Create an output node for the fastqc component and link the fastq-inputs to this component
- Add a new processor and give it the name "fastqc"
- Examine the "FastqToFastQC.xml" file for the in- and output names and enter these in the "Ports" tab
- Go to the "Processor" tab, select type "GASW" and enter the URI of the fastqc gasw file (lfn://lfc.grid.sara.nl:5010/grid/vlemed/NBICtutorial/Sequence_WF/FastqToFastQC.xml)
- Close the "processor fastqc configuration" window
Run the workflow
- Add a new output to the canvas "fastqc_zip" and link the output port "fileOut.zip" to this output
- Link the "Pair1FastqGz" input to the "fastqc" component
- Save the workflow
- Browse to your desktop in the VBrowser (probably you need to refresh the view before you can see your workflow)
- Start your workflow (right click > view with.. > Other.. > ViewerMoteur2)

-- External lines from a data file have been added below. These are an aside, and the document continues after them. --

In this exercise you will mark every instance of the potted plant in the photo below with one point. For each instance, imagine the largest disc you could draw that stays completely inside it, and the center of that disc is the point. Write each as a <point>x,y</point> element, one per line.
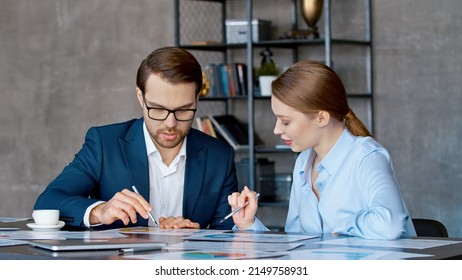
<point>267,72</point>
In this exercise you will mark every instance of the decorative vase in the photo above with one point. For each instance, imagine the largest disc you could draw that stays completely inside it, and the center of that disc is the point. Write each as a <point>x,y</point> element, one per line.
<point>311,12</point>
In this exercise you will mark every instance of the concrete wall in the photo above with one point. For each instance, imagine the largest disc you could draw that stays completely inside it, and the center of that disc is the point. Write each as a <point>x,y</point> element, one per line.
<point>66,65</point>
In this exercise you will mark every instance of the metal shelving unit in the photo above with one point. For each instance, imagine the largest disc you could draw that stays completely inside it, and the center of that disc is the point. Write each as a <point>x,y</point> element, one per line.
<point>327,42</point>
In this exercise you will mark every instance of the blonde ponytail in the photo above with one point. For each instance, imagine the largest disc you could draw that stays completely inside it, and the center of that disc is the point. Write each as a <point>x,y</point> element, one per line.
<point>355,125</point>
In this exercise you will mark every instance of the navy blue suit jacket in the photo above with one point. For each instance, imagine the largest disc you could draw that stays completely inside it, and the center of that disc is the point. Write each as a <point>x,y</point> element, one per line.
<point>114,158</point>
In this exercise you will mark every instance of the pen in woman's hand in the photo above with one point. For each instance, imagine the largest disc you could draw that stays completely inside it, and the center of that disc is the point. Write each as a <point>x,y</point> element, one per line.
<point>237,209</point>
<point>149,213</point>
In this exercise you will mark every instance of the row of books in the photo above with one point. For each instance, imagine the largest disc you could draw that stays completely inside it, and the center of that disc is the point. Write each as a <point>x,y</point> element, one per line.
<point>225,127</point>
<point>226,79</point>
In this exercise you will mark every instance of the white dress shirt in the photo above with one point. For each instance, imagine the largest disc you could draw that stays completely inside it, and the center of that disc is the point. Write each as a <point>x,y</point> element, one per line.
<point>165,182</point>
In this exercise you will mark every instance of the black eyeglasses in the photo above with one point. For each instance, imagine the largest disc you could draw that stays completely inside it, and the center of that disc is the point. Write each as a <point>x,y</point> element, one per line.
<point>161,114</point>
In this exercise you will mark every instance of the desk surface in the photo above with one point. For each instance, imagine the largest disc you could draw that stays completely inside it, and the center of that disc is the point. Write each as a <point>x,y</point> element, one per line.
<point>26,252</point>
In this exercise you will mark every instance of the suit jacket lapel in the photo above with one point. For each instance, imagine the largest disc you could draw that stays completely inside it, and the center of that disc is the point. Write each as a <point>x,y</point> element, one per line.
<point>196,156</point>
<point>135,155</point>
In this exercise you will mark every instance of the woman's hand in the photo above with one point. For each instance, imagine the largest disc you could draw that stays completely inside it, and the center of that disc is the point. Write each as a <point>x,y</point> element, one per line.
<point>246,216</point>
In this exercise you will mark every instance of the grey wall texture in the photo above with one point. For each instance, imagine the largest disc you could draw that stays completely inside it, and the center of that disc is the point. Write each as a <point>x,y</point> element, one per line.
<point>67,65</point>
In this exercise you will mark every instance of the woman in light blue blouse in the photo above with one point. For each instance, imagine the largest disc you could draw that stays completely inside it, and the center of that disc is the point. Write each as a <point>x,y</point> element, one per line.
<point>343,180</point>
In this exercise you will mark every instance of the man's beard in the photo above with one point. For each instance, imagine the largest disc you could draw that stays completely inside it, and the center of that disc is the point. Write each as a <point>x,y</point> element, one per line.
<point>170,144</point>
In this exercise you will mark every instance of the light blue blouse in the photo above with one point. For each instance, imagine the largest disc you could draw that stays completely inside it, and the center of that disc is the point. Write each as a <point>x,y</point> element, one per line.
<point>359,194</point>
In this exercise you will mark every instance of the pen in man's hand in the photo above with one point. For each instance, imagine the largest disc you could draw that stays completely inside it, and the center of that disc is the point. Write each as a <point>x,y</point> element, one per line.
<point>149,213</point>
<point>237,209</point>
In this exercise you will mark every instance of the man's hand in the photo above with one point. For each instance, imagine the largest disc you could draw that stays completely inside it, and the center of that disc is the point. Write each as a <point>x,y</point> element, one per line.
<point>122,206</point>
<point>177,222</point>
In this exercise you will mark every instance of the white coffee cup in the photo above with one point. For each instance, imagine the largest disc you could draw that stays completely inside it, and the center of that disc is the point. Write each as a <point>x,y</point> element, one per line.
<point>46,217</point>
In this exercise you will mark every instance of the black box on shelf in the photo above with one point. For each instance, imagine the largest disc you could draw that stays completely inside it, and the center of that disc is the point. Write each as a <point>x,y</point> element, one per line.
<point>236,30</point>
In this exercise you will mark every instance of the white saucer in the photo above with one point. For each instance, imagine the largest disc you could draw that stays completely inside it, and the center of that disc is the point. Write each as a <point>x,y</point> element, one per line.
<point>58,226</point>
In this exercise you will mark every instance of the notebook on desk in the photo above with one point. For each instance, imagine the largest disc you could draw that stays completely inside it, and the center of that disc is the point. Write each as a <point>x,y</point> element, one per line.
<point>97,244</point>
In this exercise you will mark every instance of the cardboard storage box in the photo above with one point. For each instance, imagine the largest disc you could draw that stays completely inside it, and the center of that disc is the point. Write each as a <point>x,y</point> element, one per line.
<point>236,30</point>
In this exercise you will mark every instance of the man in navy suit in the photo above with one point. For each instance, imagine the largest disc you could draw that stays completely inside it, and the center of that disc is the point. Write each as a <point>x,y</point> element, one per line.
<point>183,175</point>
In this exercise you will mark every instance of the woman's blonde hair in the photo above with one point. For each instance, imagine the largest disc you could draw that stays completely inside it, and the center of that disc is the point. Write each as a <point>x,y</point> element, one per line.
<point>311,86</point>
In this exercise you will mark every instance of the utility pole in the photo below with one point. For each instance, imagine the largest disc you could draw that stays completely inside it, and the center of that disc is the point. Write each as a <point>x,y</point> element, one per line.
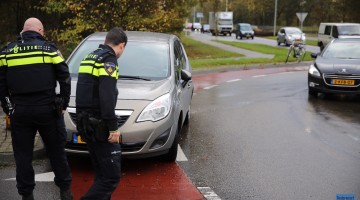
<point>275,17</point>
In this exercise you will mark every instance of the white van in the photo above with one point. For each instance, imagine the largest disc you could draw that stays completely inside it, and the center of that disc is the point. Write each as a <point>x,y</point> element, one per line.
<point>329,31</point>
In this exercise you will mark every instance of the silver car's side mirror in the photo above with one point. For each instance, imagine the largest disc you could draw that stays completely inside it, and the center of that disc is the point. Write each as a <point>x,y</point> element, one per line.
<point>185,75</point>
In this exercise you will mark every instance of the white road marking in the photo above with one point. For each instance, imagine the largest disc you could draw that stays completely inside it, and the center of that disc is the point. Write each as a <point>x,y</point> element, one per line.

- Enter the input parameters. You can use fake names for Lane, SampleName and Library. Don't forget to press [enter] after each value.
- Location of ParametersTxt: lfn://lfc.grid.sara.nl:5010/grid/vlemed/NBICtutorial/Sequence_WF/bwa-default.txt
- Pair1FastqGz: lfn://lfc.grid.sara.nl:5010/grid/vlemed/NBICtutorial/Sequence_WF/sequences-1000g/SRR063088_1.filtaz.fastq.gz
- Pair2FastqGz: lfn://lfc.grid.sara.nl:5010/grid/vlemed/NBICtutorial/Sequence_WF/sequences-1000g/SRR063088_2.filtaz.fastq.gz
- ReferenceTarGz: lfn://lfc.grid.sara.nl:5010/grid/vlemed/NBICtutorial/Sequence_WF/database-hg19/index_chr13.fa.tar.gz
- Run the workflow and monitor the progress via the Web service URL. The alignment can take a while, so you can check the results later on this day.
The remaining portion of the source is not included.